Муравьёв его и приводит уже к самому Рылееву в дом. Просто однажды Кондратий при встрече Муравьёва-Апостола у парадной обнаруживает маячащей рядом не только тонкую мелкую фигуру Бестужева-Рюмина, а ещё и высокую смурную — князя Трубецкого.
— Возражать же не будете, Кондратий Фёдорович? — с удивительной своей помесью лёгкой виноватости и мальчишеской удали спрашивает Сергей Муравьёв. — Позвольте вам наконец нормально представить князя Сергея Трубецкого. Князь, Кондратий Фёдорович Рылеев, поэт.
— Служить тоже доводилось, — зачем-то добавляет Рылеев и протягивает руку для рукопожатия. В сторону Муравьёва он замечает:
— Тёзка ваш, стало быть.
— По батюшкам различаемся, — ровно произносит князь, и это первое, что Рылеев слышит от него вблизи. Как тот спорит с другими офицерами — всё тем же негромким, иногда пугающе мирным тоном — ему доводилось слышать и раньше, но сейчас голос звучит настолько близко, будто забирается под кожу. Рылеев ему улыбается. У князя Сергея сухая, неожиданно тёплая рука.

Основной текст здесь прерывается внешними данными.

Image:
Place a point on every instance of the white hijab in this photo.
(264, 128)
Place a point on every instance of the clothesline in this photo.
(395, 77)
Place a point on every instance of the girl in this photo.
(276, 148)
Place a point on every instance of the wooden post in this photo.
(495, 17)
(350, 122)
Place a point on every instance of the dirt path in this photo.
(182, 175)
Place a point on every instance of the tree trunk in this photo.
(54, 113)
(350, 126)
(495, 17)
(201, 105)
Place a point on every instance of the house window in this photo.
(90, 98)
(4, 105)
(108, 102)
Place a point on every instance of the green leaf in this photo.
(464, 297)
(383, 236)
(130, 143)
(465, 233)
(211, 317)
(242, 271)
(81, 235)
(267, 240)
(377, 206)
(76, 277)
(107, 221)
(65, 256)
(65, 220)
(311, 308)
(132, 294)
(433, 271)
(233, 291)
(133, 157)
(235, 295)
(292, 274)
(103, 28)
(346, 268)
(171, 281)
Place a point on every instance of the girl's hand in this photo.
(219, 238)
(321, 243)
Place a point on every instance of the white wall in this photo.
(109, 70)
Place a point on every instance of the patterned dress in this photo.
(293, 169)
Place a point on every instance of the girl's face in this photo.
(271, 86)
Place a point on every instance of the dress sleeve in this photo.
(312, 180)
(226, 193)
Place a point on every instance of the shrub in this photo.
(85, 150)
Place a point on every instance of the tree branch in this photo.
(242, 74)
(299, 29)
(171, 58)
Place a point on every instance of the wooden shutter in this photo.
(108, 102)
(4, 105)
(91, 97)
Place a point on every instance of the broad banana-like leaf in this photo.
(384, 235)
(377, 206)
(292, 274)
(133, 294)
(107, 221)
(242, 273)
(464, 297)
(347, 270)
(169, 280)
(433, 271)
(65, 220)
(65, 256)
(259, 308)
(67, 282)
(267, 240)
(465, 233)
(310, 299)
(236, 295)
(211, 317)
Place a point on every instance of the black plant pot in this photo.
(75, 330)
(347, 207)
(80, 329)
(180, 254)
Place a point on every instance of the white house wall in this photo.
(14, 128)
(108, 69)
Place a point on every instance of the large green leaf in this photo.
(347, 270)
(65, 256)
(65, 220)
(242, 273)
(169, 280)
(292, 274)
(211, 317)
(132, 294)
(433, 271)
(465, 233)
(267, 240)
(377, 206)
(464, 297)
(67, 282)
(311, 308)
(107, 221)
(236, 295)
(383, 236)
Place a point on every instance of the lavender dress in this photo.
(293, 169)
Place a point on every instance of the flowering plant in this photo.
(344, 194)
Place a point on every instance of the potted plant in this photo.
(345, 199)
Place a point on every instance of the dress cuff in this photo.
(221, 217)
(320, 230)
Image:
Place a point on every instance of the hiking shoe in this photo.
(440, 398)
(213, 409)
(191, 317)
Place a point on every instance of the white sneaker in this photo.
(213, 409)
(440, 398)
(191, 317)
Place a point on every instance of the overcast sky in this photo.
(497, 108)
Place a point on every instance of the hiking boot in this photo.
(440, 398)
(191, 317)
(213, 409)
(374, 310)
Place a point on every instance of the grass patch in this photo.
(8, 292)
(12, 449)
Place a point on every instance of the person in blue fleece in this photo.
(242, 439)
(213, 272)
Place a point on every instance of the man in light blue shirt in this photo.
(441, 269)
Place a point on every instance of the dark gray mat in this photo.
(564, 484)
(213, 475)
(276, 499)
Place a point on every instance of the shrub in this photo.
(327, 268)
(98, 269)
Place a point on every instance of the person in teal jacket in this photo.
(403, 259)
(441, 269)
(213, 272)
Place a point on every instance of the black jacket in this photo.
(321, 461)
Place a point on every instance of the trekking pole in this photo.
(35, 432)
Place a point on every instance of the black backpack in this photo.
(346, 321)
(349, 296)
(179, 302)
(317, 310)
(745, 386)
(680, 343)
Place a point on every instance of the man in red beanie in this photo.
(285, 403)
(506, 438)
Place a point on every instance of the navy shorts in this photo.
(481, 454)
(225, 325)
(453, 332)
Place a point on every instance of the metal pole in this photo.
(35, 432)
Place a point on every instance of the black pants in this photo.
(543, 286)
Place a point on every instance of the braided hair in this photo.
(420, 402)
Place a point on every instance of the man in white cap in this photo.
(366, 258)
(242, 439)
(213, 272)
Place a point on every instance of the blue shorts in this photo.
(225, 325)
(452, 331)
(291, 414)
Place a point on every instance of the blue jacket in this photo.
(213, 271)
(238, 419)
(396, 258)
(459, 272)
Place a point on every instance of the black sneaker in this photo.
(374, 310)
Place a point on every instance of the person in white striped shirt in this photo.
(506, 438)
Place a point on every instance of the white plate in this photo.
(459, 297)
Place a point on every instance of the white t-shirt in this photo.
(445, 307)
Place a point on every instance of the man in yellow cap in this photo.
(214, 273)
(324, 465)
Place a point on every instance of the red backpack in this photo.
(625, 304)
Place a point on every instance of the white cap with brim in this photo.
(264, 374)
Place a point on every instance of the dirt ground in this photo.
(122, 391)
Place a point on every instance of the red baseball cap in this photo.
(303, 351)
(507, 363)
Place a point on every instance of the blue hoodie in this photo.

— Серж обещал, что вы сегодня читать своё будете, — говорит Трубецкой следом. — Не мог удержаться от возможности послушать поэтическое выступление.
Глаза у него непроницаемые, и от всей вышколенной офицерской стати князя веет абсолютным отчуждением. С другими таких впечатлений не было никогда и сейчас тоже нет, ну да, и было бы странно, если бы на Кондратия такой эффект оказывал давний знакомый Муравьёв-Апостол или мальчишка Бестужев. Про Трубецкого хочется думать — развеется, пройдёт, такой же будет, как и прочие. Выпьет шампанского, да перестанет казаться таким замкнутым в самого себя. Рылеев цепляется взглядом за то, как князь жмёт руки знакомым в гостиной, кому-то кивает, кому-то сдержанно улыбается. Не перестанет, конечно. Не этот.
Поэтическому выступлению аплодируют, иные даже стоя, и Сергей Трубецкой не исключение, но отчего-то кажется, что поразить его особенно не удалось, и факт сей — внезапно для Рылеева — задевает самолюбие хуже, чем должно бы.
Впрочем, частью регулярных собраний на квартире Рылеева Трубецкой всё равно становится очень быстро, очень естественно, и даже швейцар дома начинает опознавать его экипаж издалека. Князь Сергей при всей своей сдержанности оказывается смешлив, а ещё он много слушает стихов, мало пьёт спиртного, стискивает зубы во время политических споров и редко восхищается фокусами Бестужева-Рюмина. Когда приезжает с югов Павел Пестель, Рылеев ожидаемо ввязывается в самые горячие из своих дебатов с ним, только теперь чувствует неотрывный взгляд спокойных глаз на себе.
— Выскажете свою поддержку кому-то из сторон, князь? — чуть издевательски бросает он Трубецкому, развернувшись вполоборота. Трубецкой пожимает плечами. Плечи у него широкие, сильные; мундир сидит как влитой, а кисти рук в белых перчатках какие-то по-особенному изящные. Кондратий усилием воли фокусируется на том, что князь Сергей говорит на тему их перепалки с Пестелем, а не на сопровождающих его реплики движениях княжеских плеч, рук, том, как наглухо застёгнутая в форменный воротник шея поворачивает кудрявую голову от одного спорщика к другому.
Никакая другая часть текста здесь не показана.